He said the MDGs projects impacted on the lives of almost every Nigeria, adding that “ there is no where you will go to that you will not see the impact of the MDGs.

“So, the goals have been used as instrument for development in the country in the past 10 years.’’

The official, however, told the stakeholders that Nigeria was the first country to submit its end-point report on MDGs at the UN General Assembly, adding that the county received an award on the report.

He said that Nigeria was ready to implement the SDGs, which focused on economic, social and environment issues.

Ogenyi said that Nigeria was six years late in the implementation of MDGs and that the country would not be left behind this time around in implementing SDGs.
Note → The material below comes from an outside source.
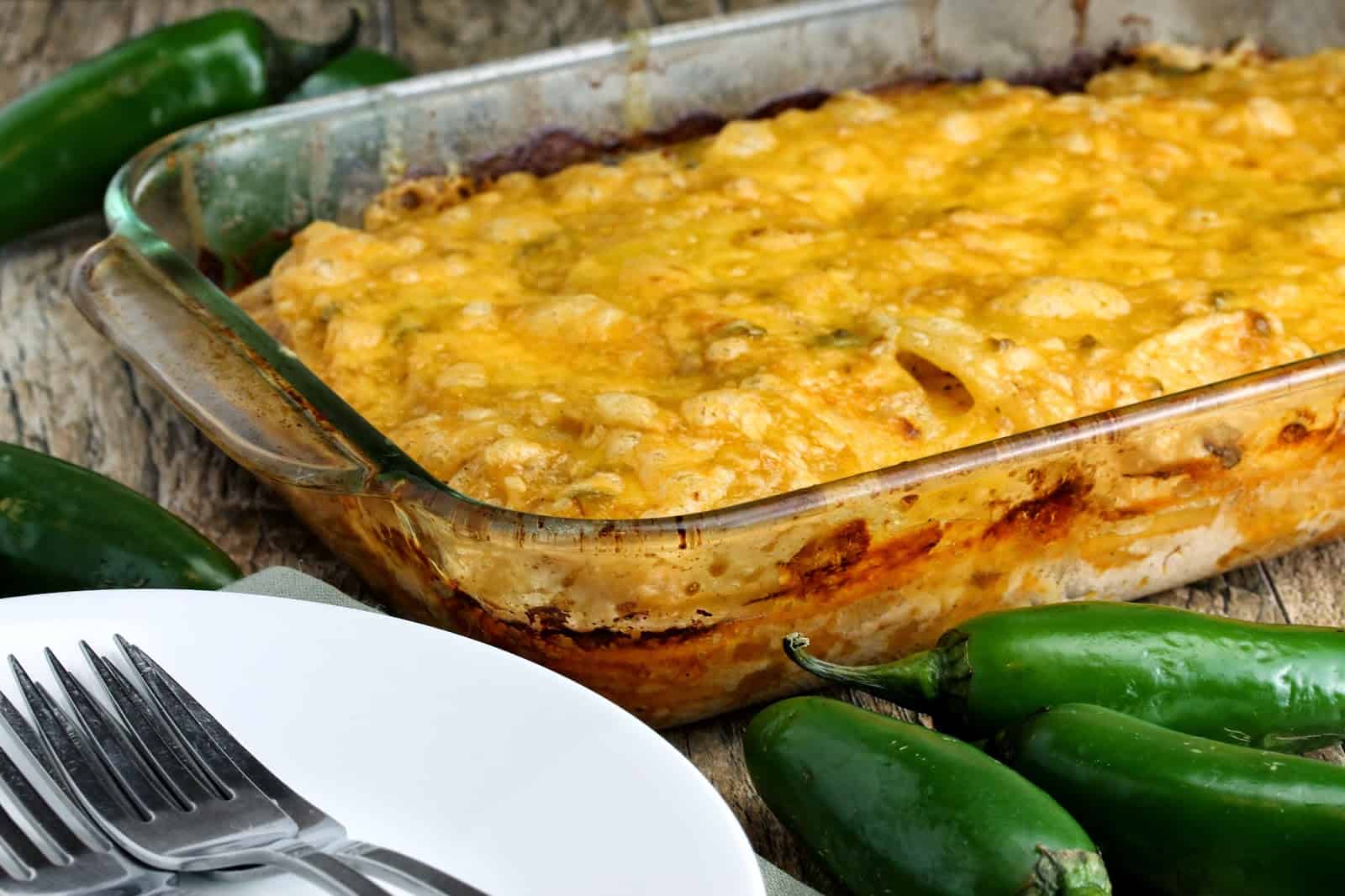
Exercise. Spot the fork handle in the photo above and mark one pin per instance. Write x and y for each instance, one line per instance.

According to him, the summit is aimed at sensitising Nigeria on the benefits and gains of SDGs.

UNDP’s Acting Resident Representative, Mr Opia Kumah, advised the Federal Government to merge political will with human resources to achieve the implementation of the SDGs.
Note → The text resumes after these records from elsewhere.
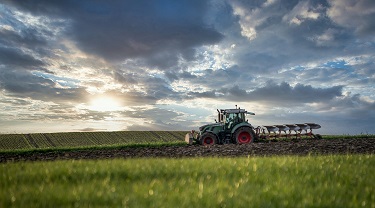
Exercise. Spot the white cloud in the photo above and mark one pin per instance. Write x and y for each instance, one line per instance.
(302, 11)
(356, 14)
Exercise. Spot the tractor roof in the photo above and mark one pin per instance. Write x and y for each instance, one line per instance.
(235, 111)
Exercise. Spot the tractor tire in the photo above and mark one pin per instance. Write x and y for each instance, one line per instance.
(208, 139)
(244, 135)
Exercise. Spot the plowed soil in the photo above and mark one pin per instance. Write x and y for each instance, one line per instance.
(296, 147)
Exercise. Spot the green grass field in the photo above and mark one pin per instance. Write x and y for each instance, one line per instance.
(288, 181)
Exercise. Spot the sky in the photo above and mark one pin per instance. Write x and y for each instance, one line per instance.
(168, 65)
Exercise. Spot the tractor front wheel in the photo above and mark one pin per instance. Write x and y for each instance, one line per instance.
(244, 135)
(208, 139)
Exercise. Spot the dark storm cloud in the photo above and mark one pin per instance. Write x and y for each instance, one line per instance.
(27, 85)
(15, 57)
(282, 94)
(117, 30)
(29, 37)
(354, 14)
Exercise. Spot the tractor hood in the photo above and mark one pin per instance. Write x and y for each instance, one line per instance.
(211, 124)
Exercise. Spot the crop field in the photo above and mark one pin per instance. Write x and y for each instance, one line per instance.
(84, 139)
(283, 181)
(136, 169)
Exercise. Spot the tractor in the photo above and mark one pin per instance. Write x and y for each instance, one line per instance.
(231, 127)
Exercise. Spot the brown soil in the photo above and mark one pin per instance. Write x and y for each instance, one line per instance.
(297, 147)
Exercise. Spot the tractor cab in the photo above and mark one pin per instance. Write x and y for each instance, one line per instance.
(231, 117)
(231, 127)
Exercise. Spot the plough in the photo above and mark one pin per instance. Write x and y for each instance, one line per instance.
(232, 127)
(296, 131)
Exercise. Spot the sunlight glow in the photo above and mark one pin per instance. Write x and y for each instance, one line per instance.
(104, 104)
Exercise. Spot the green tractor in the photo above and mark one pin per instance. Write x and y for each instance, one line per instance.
(230, 127)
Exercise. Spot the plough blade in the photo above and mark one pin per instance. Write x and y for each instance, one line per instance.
(287, 131)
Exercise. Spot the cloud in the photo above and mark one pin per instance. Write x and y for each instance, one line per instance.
(17, 58)
(275, 94)
(27, 85)
(119, 30)
(354, 14)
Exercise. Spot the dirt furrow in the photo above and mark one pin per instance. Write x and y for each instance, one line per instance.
(297, 147)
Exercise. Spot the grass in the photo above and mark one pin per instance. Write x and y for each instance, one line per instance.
(288, 181)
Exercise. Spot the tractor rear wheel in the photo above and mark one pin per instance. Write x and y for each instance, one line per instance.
(244, 135)
(208, 139)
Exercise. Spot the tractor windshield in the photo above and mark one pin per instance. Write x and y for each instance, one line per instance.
(235, 117)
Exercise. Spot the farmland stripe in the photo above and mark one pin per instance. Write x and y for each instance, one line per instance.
(49, 140)
(31, 141)
(157, 136)
(178, 138)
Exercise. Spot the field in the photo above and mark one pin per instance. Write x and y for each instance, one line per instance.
(86, 139)
(284, 181)
(106, 169)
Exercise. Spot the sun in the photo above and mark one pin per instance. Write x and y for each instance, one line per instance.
(104, 104)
Kumah said that there were a lot of lessons that Nigeria could learn from the challenges of implementing the MDGs which would end in December.
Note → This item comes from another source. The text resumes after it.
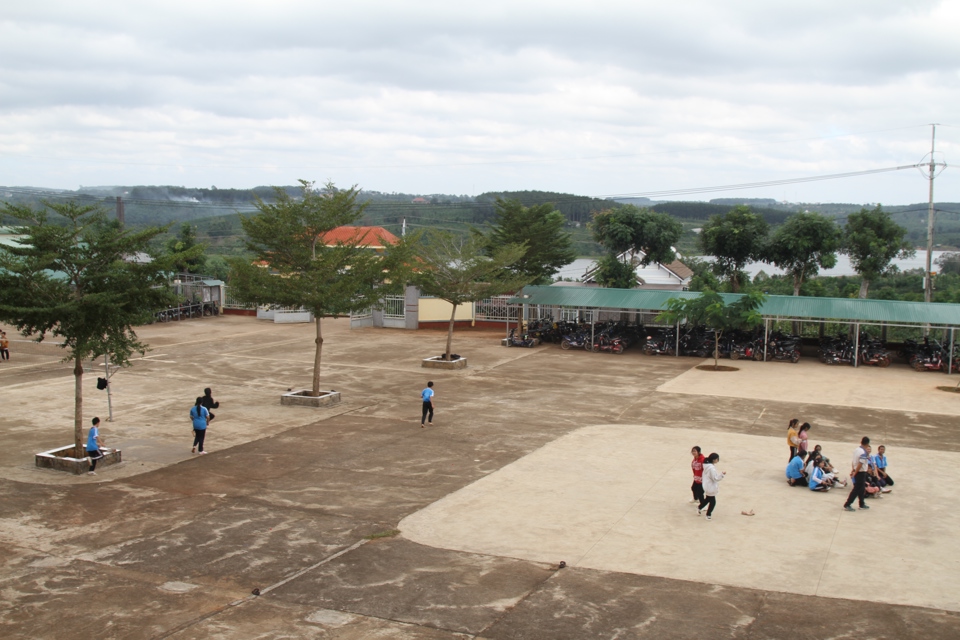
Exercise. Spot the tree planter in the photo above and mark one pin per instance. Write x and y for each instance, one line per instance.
(62, 460)
(304, 399)
(437, 362)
“A lot of lessons were learnt during the MDGs era, we must not ignore them.

“The challenges the country faced in the last decade and half should be turned into opportunities in coming 15 years. We can learn from our failures and build on our successes.

“Achieving SDGs will not depend on economic growth alone, it will depend of successes on all human development parameters including health, peace and security.

“Before us is a mammoth task, but a doable one because it is a task of every Nigerian,’’ he said.

Mrs Nkoyo Toyo, Special Adviser to the Cross River Government on SDGs, commended the Federal Government for merging Budget Office with National Planning Commission.

Nkoyo said that the development would enhance the implementation of the SDGs, saying that “budget will support planning for government at all levels to achieve the goals’’.

She advised the Federal Government on effective monitoring of the goals to achieve economic development.

NAN reports that the summit was organised by OSSAP-MDGs and Federal Ministry of Budget and National Planning in collaboration with the UNDP.